20 May 19:00 – 20 May 19:30 in Talks

Dask-on-Ray: Using Dask for Large-scale Data Processing on Ray

Clark Zinzow

Audience level:
Novice

Description

Ray is a distributed task execution system that provides a simple API for building distributed applications, and has a large ecosystem of libraries for training and serving machine learning models. As part of a recent effort to expand support for Ray-based data processing and data analytics, Dask-on-Ray was developed to allow users to run Dask workloads on Ray.

Abstract

Ray is a high-performance task execution engine whose ecosystem has historically targeted reinforcement learning and the training and serving of machine learning models. Recently, the Ray community has focused on expanding the Ray-based data processing and data analytics story, including libraries/integrations such as Modin, Mars-on-Ray, and Spark-on-Ray, as well as a lot of work on improving core Ray's performance and reliability when processing data-intensive workloads. In addition to the data processing/analytics space being valuable to support in its own right, coupling it with Ray-based model training and model serving allows for an entire machine learning pipeline to be run on top of Ray. That shared infrastructure is a big win for cluster operators that are used to stitching together disparate systems within a single pipeline, and some of Ray's system design choices, such as the distributed in-memory object store and fine-grained resource scheduling, also makes this common Ray substrate a big performance and resource utilization win.
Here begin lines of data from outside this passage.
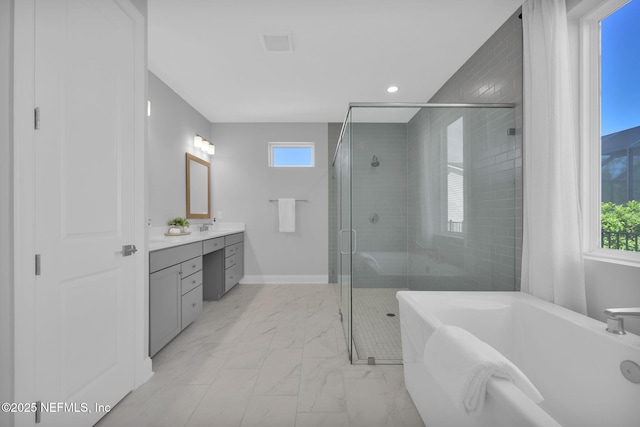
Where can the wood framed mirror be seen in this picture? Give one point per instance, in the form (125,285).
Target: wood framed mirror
(198,187)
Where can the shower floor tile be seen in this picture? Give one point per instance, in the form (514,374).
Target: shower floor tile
(375,334)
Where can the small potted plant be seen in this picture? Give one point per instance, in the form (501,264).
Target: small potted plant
(180,223)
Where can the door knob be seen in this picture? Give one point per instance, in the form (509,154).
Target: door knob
(128,250)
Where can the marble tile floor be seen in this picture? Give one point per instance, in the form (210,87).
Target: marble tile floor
(266,356)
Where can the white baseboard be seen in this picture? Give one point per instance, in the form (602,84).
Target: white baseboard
(285,279)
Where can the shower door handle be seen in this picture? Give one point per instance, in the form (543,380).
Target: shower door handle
(353,250)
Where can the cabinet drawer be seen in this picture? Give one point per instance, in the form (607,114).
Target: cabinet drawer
(191,266)
(230,261)
(191,306)
(232,239)
(212,245)
(231,278)
(191,282)
(232,250)
(164,258)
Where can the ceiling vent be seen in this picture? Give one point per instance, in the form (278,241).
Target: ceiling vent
(277,43)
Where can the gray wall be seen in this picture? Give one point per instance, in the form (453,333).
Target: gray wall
(6,216)
(171,128)
(334,134)
(243,184)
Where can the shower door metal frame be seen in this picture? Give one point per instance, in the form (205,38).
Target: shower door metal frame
(348,328)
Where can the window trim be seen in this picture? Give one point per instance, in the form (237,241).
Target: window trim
(446,175)
(589,76)
(272,145)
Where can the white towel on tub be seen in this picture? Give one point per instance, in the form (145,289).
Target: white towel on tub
(287,215)
(462,365)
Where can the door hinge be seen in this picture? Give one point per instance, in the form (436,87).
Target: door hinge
(38,266)
(36,118)
(38,411)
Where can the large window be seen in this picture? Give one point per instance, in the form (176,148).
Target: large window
(455,177)
(620,127)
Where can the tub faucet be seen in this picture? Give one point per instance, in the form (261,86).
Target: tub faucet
(615,318)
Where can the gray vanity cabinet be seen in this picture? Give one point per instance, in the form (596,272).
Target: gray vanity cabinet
(165,318)
(175,292)
(182,276)
(234,260)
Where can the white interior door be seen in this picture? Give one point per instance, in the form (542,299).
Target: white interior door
(84,89)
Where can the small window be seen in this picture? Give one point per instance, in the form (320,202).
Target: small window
(291,154)
(455,177)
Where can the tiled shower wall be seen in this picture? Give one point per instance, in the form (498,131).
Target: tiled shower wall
(379,197)
(494,75)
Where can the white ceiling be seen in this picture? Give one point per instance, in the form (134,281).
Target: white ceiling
(211,52)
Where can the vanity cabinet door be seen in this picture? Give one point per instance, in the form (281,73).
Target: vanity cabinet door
(165,303)
(191,306)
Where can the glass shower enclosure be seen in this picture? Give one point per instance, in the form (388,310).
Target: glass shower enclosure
(426,198)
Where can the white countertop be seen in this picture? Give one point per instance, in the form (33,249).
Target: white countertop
(157,239)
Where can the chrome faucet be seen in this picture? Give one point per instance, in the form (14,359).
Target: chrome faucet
(615,318)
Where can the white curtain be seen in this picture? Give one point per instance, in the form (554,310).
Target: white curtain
(552,263)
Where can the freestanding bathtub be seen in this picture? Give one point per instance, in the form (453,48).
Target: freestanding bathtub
(570,358)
Dask-on-Ray is an integration that allows users to run Dask workloads on Ray, providing a very user-friendly option for Ray-based data processing using familiar NumPy and DataFrame APIs, while also leveraging the Dask frontend's automatic data partitioning and task graph optimizations. This integration is achieved by implementing a Dask scheduler that farms Dask tasks out to Ray, executed as Ray tasks. With this thin scheduler layer, the entire Dask ecosystem can now be run on a Ray cluster.

This talk introduces Ray and its ecosystem, describes the Dask-on-Ray integration and a few use cases and examples, and dives deep into some Ray internals that help support large-scale data processing.